Vague de démissions au Parlement et dans les organisations du régime
Le président de l'Assemblée nationale du pouvoir populaire (ANPP), Esteban Lazo Hernández, a également informé que les démissions de trois figures clés de l'appareil politique ont été reçues :
- Homero Acosta Ávila, secrétaire du Conseil d'État et homme de confiance de Raúl Castro.
- Ulises Guilarte de Nacimiento, ancien secrétaire général de la Centrale des Travailleurs de Cuba (CTC).
- Ricardo Rodríguez González, ancien président de la Fédération Étudiante Universitaire (FEU).
Selon la note officielle, seules les démissions de Guilarte et Rodríguez ont été acceptées. Celles de Homero Acosta n'ont pas encore été confirmées, ce qui nourrit les spéculations sur d'éventuelles tensions internes entre les factions du pouvoir.
Un changement qui arrive après la tempête
La sortie de Ricardo Rodríguez González intervient après la tempête numérique sans précédent déclenchée en juin, suite à son soutien public à Díaz-Canel et à l'entreprise d'État ETECSA concernant l'augmentation des tarifs de téléphonie et d'Internet.
Des milliers d'universitaires et de citoyens ont réagi avec indignation, inondant les réseaux sociaux avec le slogan "Nous ne sommes pas représentés", en rejetant ouvertement son leadership et le servilisme politique de la FEU. La chute de Rodríguez symbolise, pour beaucoup, la fracture entre les nouvelles générations cubaines et les institutions officielles.
Le déclin de Guilarte et la crise syndicale
Pour sa part, Guilarte de Nacimiento, qui avait officiellement remis en août la direction de la CTC après 12 ans de mandat, a maintenant formalisé sa démission en tant que député.

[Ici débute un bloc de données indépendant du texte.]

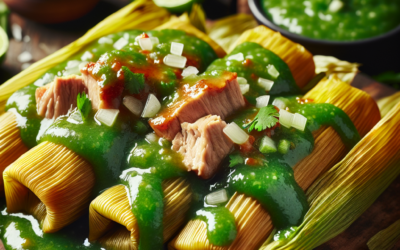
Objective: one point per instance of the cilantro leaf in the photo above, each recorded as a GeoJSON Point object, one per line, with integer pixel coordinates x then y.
{"type": "Point", "coordinates": [267, 117]}
{"type": "Point", "coordinates": [134, 82]}
{"type": "Point", "coordinates": [84, 105]}
{"type": "Point", "coordinates": [235, 159]}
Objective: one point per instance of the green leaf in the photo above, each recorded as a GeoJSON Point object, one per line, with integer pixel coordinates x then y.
{"type": "Point", "coordinates": [267, 117]}
{"type": "Point", "coordinates": [235, 159]}
{"type": "Point", "coordinates": [84, 105]}
{"type": "Point", "coordinates": [134, 82]}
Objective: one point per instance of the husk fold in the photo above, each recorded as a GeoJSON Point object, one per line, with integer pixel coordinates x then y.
{"type": "Point", "coordinates": [112, 223]}
{"type": "Point", "coordinates": [11, 145]}
{"type": "Point", "coordinates": [253, 222]}
{"type": "Point", "coordinates": [299, 60]}
{"type": "Point", "coordinates": [140, 14]}
{"type": "Point", "coordinates": [50, 182]}
{"type": "Point", "coordinates": [342, 194]}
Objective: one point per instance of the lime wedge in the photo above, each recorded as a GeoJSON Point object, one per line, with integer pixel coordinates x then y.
{"type": "Point", "coordinates": [3, 44]}
{"type": "Point", "coordinates": [176, 6]}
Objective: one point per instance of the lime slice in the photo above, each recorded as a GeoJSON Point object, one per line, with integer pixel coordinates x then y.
{"type": "Point", "coordinates": [3, 44]}
{"type": "Point", "coordinates": [176, 6]}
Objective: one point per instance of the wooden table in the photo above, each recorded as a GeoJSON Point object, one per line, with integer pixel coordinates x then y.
{"type": "Point", "coordinates": [45, 39]}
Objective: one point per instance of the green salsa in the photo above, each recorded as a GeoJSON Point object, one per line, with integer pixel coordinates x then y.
{"type": "Point", "coordinates": [337, 20]}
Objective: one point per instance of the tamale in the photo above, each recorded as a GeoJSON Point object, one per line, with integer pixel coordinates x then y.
{"type": "Point", "coordinates": [113, 224]}
{"type": "Point", "coordinates": [35, 182]}
{"type": "Point", "coordinates": [343, 193]}
{"type": "Point", "coordinates": [11, 145]}
{"type": "Point", "coordinates": [328, 150]}
{"type": "Point", "coordinates": [385, 239]}
{"type": "Point", "coordinates": [299, 60]}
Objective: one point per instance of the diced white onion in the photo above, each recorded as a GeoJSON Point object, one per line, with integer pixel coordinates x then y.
{"type": "Point", "coordinates": [151, 137]}
{"type": "Point", "coordinates": [272, 71]}
{"type": "Point", "coordinates": [285, 118]}
{"type": "Point", "coordinates": [265, 83]}
{"type": "Point", "coordinates": [262, 101]}
{"type": "Point", "coordinates": [152, 106]}
{"type": "Point", "coordinates": [105, 40]}
{"type": "Point", "coordinates": [175, 61]}
{"type": "Point", "coordinates": [177, 48]}
{"type": "Point", "coordinates": [237, 57]}
{"type": "Point", "coordinates": [87, 56]}
{"type": "Point", "coordinates": [122, 42]}
{"type": "Point", "coordinates": [279, 103]}
{"type": "Point", "coordinates": [299, 122]}
{"type": "Point", "coordinates": [145, 44]}
{"type": "Point", "coordinates": [241, 80]}
{"type": "Point", "coordinates": [154, 41]}
{"type": "Point", "coordinates": [190, 71]}
{"type": "Point", "coordinates": [133, 104]}
{"type": "Point", "coordinates": [217, 197]}
{"type": "Point", "coordinates": [235, 133]}
{"type": "Point", "coordinates": [107, 116]}
{"type": "Point", "coordinates": [244, 88]}
{"type": "Point", "coordinates": [335, 6]}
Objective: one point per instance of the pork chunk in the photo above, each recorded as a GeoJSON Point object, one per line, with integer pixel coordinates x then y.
{"type": "Point", "coordinates": [219, 96]}
{"type": "Point", "coordinates": [58, 97]}
{"type": "Point", "coordinates": [203, 145]}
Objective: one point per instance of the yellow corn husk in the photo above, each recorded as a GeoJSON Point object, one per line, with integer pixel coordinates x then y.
{"type": "Point", "coordinates": [331, 65]}
{"type": "Point", "coordinates": [385, 239]}
{"type": "Point", "coordinates": [50, 182]}
{"type": "Point", "coordinates": [11, 145]}
{"type": "Point", "coordinates": [140, 14]}
{"type": "Point", "coordinates": [387, 103]}
{"type": "Point", "coordinates": [226, 31]}
{"type": "Point", "coordinates": [343, 193]}
{"type": "Point", "coordinates": [299, 60]}
{"type": "Point", "coordinates": [328, 150]}
{"type": "Point", "coordinates": [198, 17]}
{"type": "Point", "coordinates": [112, 223]}
{"type": "Point", "coordinates": [183, 23]}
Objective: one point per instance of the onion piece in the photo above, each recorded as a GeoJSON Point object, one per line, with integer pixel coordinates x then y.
{"type": "Point", "coordinates": [133, 104]}
{"type": "Point", "coordinates": [272, 71]}
{"type": "Point", "coordinates": [299, 122]}
{"type": "Point", "coordinates": [262, 101]}
{"type": "Point", "coordinates": [145, 44]}
{"type": "Point", "coordinates": [175, 61]}
{"type": "Point", "coordinates": [237, 57]}
{"type": "Point", "coordinates": [152, 106]}
{"type": "Point", "coordinates": [217, 197]}
{"type": "Point", "coordinates": [190, 71]}
{"type": "Point", "coordinates": [107, 116]}
{"type": "Point", "coordinates": [265, 83]}
{"type": "Point", "coordinates": [176, 48]}
{"type": "Point", "coordinates": [122, 42]}
{"type": "Point", "coordinates": [235, 133]}
{"type": "Point", "coordinates": [285, 118]}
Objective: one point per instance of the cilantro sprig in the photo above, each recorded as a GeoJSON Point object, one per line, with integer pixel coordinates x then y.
{"type": "Point", "coordinates": [134, 82]}
{"type": "Point", "coordinates": [267, 117]}
{"type": "Point", "coordinates": [84, 105]}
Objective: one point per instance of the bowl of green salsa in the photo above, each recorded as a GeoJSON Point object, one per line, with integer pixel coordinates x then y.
{"type": "Point", "coordinates": [365, 31]}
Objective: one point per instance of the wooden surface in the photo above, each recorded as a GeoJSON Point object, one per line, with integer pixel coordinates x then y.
{"type": "Point", "coordinates": [45, 39]}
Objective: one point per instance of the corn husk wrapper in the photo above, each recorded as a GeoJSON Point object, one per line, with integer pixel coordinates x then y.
{"type": "Point", "coordinates": [112, 223]}
{"type": "Point", "coordinates": [299, 60]}
{"type": "Point", "coordinates": [226, 31]}
{"type": "Point", "coordinates": [387, 103]}
{"type": "Point", "coordinates": [385, 239]}
{"type": "Point", "coordinates": [331, 65]}
{"type": "Point", "coordinates": [11, 145]}
{"type": "Point", "coordinates": [342, 194]}
{"type": "Point", "coordinates": [254, 224]}
{"type": "Point", "coordinates": [50, 182]}
{"type": "Point", "coordinates": [140, 14]}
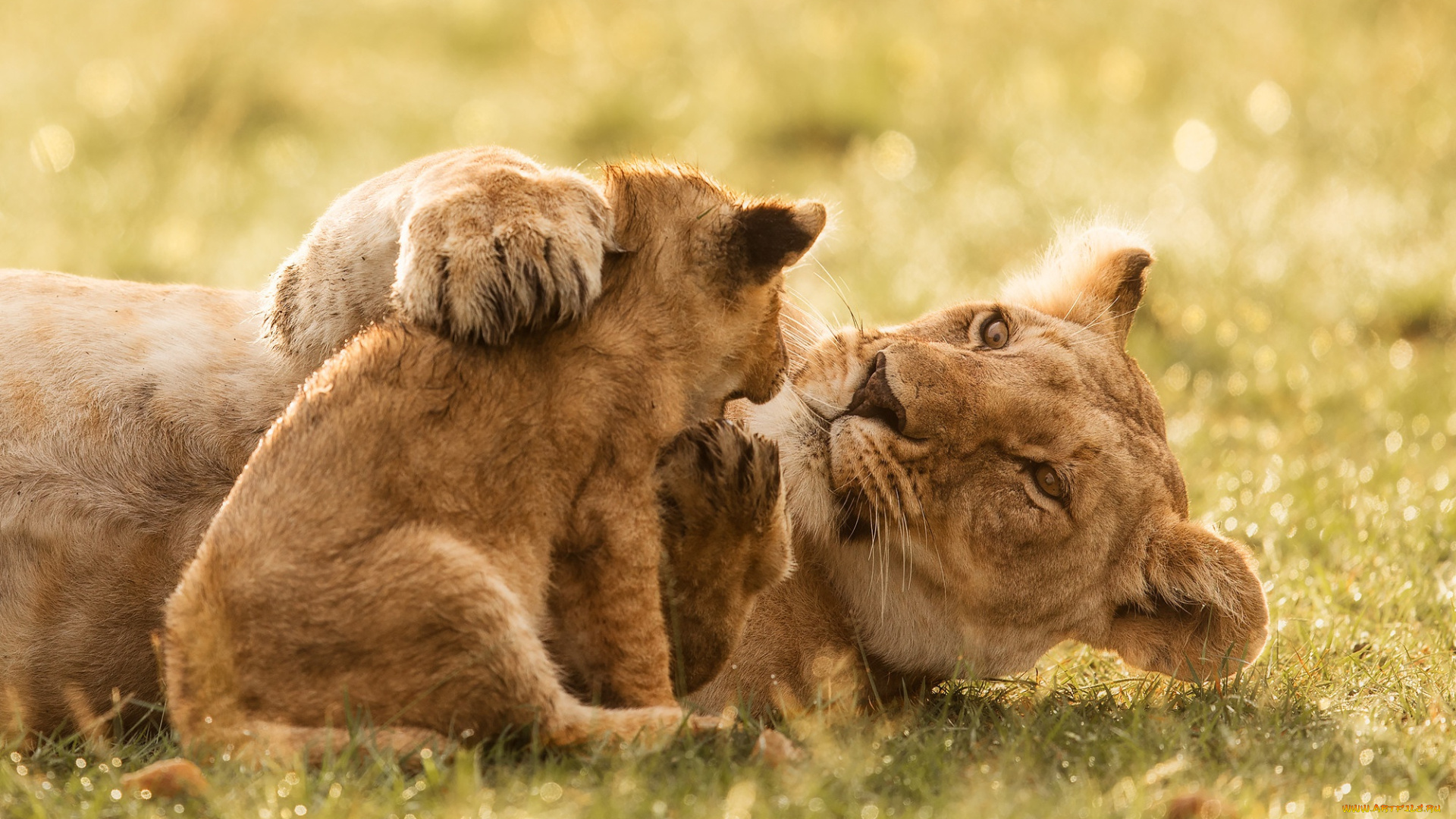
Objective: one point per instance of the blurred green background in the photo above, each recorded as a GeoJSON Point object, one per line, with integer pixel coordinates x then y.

Sous sa direction, la Centrale des Travailleurs a été accusée d'agir comme un bras docile du Parti Communiste, sans indépendance ni défense réelle des droits des travailleurs.
Le relais à la CTC, assumé par Osnay Miguel Colina Rodríguez, n'a pas suscité d'enthousiasme dans les milieux ouvriers, qui voient ce changement comme “du déjà-vu”.
La démission de Guilarte, cependant, marque la fin d'un cycle où le syndicalisme socialiste a approfondi son historique déconnexion avec les travailleurs.
Réajustement et signaux de crise
Ces mouvements se produisent dans un contexte de profonde crise économique, de coupures de courant généralisées et d'un mécontentement social croissant, qui ont contraint le régime à manœuvrer pour maintenir le contrôle politique.
Analystes consultés par CiberCuba signalent que les changements reflètent des fractures internes et une perte de confiance parmi les élites.
Les récentes destitutions, démissions et substitutions montrent clairement que le gouvernement de Díaz-Canel —soutenu par Raúl Castro et le groupe militaire de GAESA— tente de réorganiser sa structure de pouvoir face à l'isolement croissant et à la perte de crédibilité au sein du pays.
Mientras ce temps, dans les rues et sur les réseaux, la perception est différente : le régime vacille, et les changements au sein de la direction ne sont pas perçus comme des signes de renouveau, mais comme des gestes de survie d'un système à bout de souffle.
« Les pions bougent, mais le plateau reste le même », a écrit un internaute depuis La Havane. « Ce qui change, ce sont les noms, pas la dictature. »
La "renovation" annoncée par Díaz-Canel n'éteint pas le feu. Au contraire, elle semble attiser le soupçon que Cuba traverse une nouvelle phase d'usure interne, où même les fidèles ne sont pas en sécurité.